Hoo boy. What ambition! :D

In some ways, drawing is one of the easiest things in the world to learn. You draw. Ergo, you learn to draw. If you keep drawing, you WILL get better, all from putting pencil to paper and trying to make the end result look as good as possible.

That said, there will be issues that you identify in retrospect and go all "Man, that really kept me from moving forward!" Habits, usually. You get used to doing something one way and it becomes second nature, but it may not always be the best way. This usually concerns coloration techniques or anatomy.

Drawing from pictures is a pretty big no. There's a reason why drawing from life is best - your brain learns to translate 3D into 2D. Drawing from things that are already 2D doesn't have that.

Anatomy classes aren't mandatory in the sense of do them or you'll suck forever, though. (Speaking from experience. Uh, hopefully?) What you want to learn is how a body looks. There's pictures of anatomy and muscles on the net and in books. Study them. Don't try to remember everything at once and don't directly copy, but try to remember and visualise how a particular part looks and incorporate your newfound knowledge in your next few drawings. Then, rinse and repeat. Look at people in daily life and analyse how they look from new perspectives - such as the distance between their features, the proportions of the body, how they carry themselves, where the balance lines are. Try not to look too creepy as you do it, too. XD

Drawing things from the skeleton up is always a good starting idea. Hell, you could do worse than sticking to just drawing nothing but skeletons for a while - actual skeletons, complete with at least all the major bones. Then learn where all the fleshy bits go on top.

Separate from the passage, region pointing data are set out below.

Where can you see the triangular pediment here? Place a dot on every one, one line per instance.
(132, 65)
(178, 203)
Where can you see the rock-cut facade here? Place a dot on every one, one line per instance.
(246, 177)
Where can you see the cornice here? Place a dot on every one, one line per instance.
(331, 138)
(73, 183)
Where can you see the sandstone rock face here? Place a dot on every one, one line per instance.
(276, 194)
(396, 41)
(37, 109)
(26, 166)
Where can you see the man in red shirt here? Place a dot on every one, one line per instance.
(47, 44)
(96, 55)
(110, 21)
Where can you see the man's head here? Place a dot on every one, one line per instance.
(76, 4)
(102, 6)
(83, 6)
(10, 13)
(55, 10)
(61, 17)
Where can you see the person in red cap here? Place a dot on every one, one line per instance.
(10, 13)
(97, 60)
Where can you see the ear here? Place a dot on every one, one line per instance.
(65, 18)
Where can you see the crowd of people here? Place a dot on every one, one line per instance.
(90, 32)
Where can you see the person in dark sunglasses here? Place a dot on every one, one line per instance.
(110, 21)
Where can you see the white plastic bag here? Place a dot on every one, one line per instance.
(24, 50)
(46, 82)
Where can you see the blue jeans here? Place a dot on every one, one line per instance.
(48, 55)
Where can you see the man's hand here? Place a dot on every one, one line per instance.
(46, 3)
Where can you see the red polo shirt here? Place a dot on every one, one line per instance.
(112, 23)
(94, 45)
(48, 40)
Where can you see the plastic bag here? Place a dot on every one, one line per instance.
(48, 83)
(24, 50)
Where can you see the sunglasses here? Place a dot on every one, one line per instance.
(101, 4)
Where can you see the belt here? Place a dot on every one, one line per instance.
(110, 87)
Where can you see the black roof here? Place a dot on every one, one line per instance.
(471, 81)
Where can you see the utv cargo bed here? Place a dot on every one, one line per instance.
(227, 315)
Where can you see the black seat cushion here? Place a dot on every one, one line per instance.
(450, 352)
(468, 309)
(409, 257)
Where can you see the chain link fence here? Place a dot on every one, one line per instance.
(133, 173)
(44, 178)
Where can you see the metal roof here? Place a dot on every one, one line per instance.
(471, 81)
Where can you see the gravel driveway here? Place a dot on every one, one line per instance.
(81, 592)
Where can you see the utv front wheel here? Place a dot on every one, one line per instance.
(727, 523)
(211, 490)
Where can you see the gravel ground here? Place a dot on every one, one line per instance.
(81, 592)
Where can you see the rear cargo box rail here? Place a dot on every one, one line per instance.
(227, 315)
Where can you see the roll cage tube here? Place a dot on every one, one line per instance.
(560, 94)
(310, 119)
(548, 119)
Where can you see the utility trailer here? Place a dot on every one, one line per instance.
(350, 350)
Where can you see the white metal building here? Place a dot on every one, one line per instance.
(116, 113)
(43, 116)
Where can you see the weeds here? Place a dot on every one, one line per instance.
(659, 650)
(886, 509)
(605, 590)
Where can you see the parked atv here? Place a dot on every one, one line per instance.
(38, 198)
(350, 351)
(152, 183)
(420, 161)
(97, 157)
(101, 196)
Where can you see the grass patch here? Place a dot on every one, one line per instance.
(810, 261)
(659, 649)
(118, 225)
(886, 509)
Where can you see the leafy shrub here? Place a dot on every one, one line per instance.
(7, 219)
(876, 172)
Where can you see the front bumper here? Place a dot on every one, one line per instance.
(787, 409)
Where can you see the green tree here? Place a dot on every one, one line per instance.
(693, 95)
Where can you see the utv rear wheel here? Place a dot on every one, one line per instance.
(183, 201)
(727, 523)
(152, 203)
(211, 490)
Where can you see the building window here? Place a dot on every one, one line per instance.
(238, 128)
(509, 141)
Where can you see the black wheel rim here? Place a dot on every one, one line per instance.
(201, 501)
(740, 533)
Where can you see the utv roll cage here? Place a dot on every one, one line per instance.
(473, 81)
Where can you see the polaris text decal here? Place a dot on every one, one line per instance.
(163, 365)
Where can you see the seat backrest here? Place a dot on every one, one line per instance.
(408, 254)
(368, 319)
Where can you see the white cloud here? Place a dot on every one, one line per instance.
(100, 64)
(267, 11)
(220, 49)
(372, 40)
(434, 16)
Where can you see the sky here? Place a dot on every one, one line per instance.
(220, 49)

But in many ways, learning to draw is sort of a spiritual journey. Sometimes you don't get better as much as you learn to push yourself farther. Your standards on how a "finished" work looks in terms of details, realism, lighting and aesthetics keep rising and you're no longer satisfied with how you did it before, which is why works from even a few months earlier will make you cringe and wonder how you could have ever thought that it looked vaguely good. In short, learning to draw is learning to embrace the perfectionist in you. :P

Drawing from life, perusing book after book, studying theories on colour schemes and composition and whatnot, while very, very helpful, aren't really necessary to improve. To keep drawing and simply try to make it as best as you can, every single time, and constantly widening your horizons on what you can and cannot accomplish - that is necessary.